The student at the front of the line pauses, then takes off running, but only attempts a one-handed cartwheel. I slink to the back of the line, hoping nobody will notice my cowardly exit. The only way I will be able to do an aerial cartwheel is if someone picks me up and throws me. While jumps and rolls class is my favorite class, there are limits to what a new trainee with back problems and a fear of falling can do.

I am a kung fu student for just a short month. During that time, I train with people from all over the world — Tunisia, Colombia, Norway, Ireland, New Zealand. I sympathize as some of them suffer from food poisoning, heat stroke, injuries and utter physical exhaustion. I hear — and relate to — their expressions of defeat, of frustration at failing the demands of the masters and the intensity of the training.

I also notice students using their free time to help new arrivals with their first forms, patiently demonstrating to them the unfamiliar movements. I see them on the ground, arms shaking and faces pouring with sweat, as they determinedly finish their third set of push-ups in 40 degree Celsius heat. And I hear the words of encouragement, often for me, as the more experienced attempt to boost the morale of the newbies:

“You’re doing really well. It took me almost a month to learn that form.”

“Really? You don’t have any gymnastics training? But you’re so flexible.”

“Don’t worry, the first month is always the hardest…”

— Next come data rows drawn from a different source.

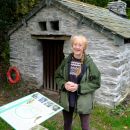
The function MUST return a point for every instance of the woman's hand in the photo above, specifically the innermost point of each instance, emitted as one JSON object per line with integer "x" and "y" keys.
{"x": 70, "y": 86}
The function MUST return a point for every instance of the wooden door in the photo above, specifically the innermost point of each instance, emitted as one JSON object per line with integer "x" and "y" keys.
{"x": 52, "y": 57}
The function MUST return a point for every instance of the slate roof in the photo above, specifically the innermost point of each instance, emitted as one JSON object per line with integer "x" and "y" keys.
{"x": 97, "y": 15}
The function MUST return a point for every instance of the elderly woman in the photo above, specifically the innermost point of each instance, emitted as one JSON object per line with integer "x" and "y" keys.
{"x": 77, "y": 78}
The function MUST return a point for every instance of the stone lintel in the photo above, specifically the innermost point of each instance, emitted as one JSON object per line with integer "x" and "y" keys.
{"x": 51, "y": 37}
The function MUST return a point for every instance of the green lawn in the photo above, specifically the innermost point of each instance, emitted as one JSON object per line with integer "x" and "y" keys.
{"x": 101, "y": 119}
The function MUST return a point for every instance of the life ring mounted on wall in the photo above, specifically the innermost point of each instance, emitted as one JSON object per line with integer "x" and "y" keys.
{"x": 13, "y": 75}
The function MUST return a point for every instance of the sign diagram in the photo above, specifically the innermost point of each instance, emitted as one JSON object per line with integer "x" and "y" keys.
{"x": 29, "y": 111}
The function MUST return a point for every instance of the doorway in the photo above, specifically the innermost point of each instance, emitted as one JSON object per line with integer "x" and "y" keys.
{"x": 52, "y": 57}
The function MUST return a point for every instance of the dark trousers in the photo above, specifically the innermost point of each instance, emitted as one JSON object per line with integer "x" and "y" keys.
{"x": 68, "y": 117}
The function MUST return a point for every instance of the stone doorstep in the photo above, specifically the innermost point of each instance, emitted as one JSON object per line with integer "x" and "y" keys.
{"x": 38, "y": 127}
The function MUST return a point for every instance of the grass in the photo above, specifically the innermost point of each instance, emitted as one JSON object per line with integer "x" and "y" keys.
{"x": 101, "y": 119}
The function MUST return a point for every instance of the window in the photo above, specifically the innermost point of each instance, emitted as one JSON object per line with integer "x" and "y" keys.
{"x": 54, "y": 25}
{"x": 43, "y": 26}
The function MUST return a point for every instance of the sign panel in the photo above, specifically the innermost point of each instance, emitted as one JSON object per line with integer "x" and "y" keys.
{"x": 29, "y": 111}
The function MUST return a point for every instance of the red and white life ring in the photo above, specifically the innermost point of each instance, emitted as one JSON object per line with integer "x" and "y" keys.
{"x": 11, "y": 70}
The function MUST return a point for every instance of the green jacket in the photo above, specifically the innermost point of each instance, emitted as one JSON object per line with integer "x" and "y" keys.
{"x": 90, "y": 81}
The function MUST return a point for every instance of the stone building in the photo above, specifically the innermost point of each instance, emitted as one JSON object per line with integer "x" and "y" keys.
{"x": 39, "y": 42}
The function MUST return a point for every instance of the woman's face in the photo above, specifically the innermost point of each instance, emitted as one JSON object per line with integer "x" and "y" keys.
{"x": 78, "y": 47}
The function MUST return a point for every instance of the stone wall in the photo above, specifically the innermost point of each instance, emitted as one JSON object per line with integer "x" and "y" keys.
{"x": 113, "y": 61}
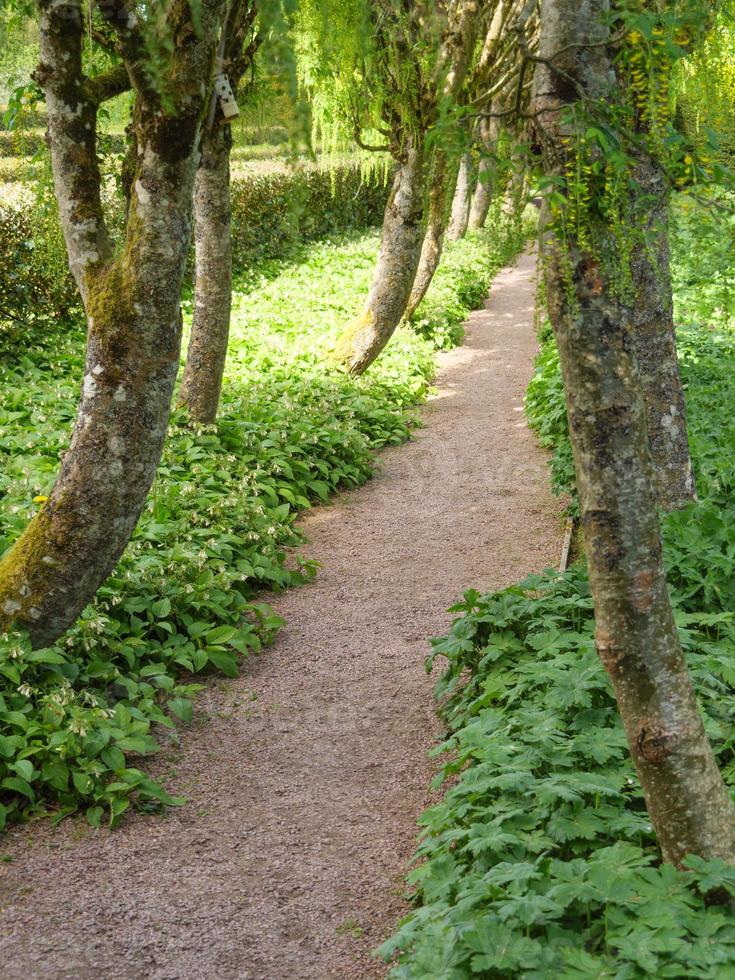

Not everyone can drop 5,000 U.S. dollars in tuition fees for a year-long stay at a Shaolin Kung Fu School. And many may not want to pay to spend five to six hours a day actively training, live with forty others in a dorm and possibly break a limb or two. But those who choose to do so find themselves among a rare group of people who are willing to push themselves to their mental and physical limits — all while living in a foreign country, eating unfamiliar food at every meal and perhaps not ever speaking their native language. And once at the school, all are welcomed into a community of determined, independent and passionate martial arts aficionados. They develop their flexibility and strength, and they learn to understand one of the oldest and most respected fighting styles in the world.

One day, despite the many trials, I may go back to the Qufu Shaolin Kung Fu School. And if I do, you won’t ever find me sneaking to the back of the line again to avoid a challenge.